Happily, Lord Parrington kept this last reflection silent, else Lady Amabel might have grown so exasperated that she boxed his ears. As it was, she barely managed to refrain. “You had better come in and meet Marriot,” she said repressively, and gestured toward the door of the solar. “Since you’re here. Don’t raise your eyebrows at me, Fergus! I assure you Marriot is within, and Nell also. Believe me, I have no more desire than you for another
tête-à-tête
.” So saying, she swept before him into the solar.

Lord Parrington did not dislike the notion of further
tête-à-têtes,
precisely; the disruption of his last such encounter had only temporarily soured him on romance. No opportunity being given him to explain these nuances of sentiment, he followed Lady Amabel into the solar. Lord March was indeed present, as Mab had promised, and Fergus was privileged to make the acquaintance of this mysteriously disappearing and reappearing gentleman, who was dressed casually in a morning coat of superfine with plated buttons, buckskin breeches, boots with wide turnover tops of light brown. “Hallo, Parrington!” said Lord March. “So you are the young man who’s been leading our Mab astray.”

“Oh no, Marriot!” With an unfriendly glance at Fergus, Mab resumed her place beside Lord March on the chocolate red daybed, where before the baron’s arrival she had been receiving instruction in how to play macao. “It is I who have led Fergus astray. Perhaps we must assure him that I did so in a brief fit of madness.  Which has since passed.”

“Ah. It was a misunderstanding.” Lord March cast an experienced eye on Mab’s sulky face. “We shall say no more of it. Least said, soonest mended, brat!”

Thus reminded of the sometimes unfortunate results of her hasty temper, Lady Amabel returned Lord March’s glance. Ruefully, she smiled. “That’s the ticket!” said his lordship, and gave her a little hug.

Lady March, meanwhile observing Lord Parrington, understood why Mab considered the baron a veritable Adonis. Certainly he was very near perfection, at least in form. Eleanor was considerably more interested, however, in substance. She suspected, from Lord Parrington’s frigid demeanor, that his nature was cold. But Mab must be the best judge of who she wished to kiss.
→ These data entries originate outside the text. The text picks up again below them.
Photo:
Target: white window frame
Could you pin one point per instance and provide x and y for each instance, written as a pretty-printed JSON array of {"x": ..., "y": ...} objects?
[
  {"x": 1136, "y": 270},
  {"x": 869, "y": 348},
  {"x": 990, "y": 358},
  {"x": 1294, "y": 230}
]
Since Mab in these moments did not seem to care to converse with the baron, let alone kiss him, Nell stepped forward. “May I offer you some refreshment?” she inquired.

“Thank you, no!” Fergus was relieved to be diverted from the spectacle of Mab rubbing shoulders with Lord March. Marriot’s charm was as palpably experienced by members of his own sex as the opposite, and consequently Fergus was piqued. Lord March was deucedly friendly with Mab, the baron thought. He also thought it very strange that Lady March didn’t seem to mind. “I called in hopes of persuading your cousin not to repeat, er, certain erroneous impressions she had received.”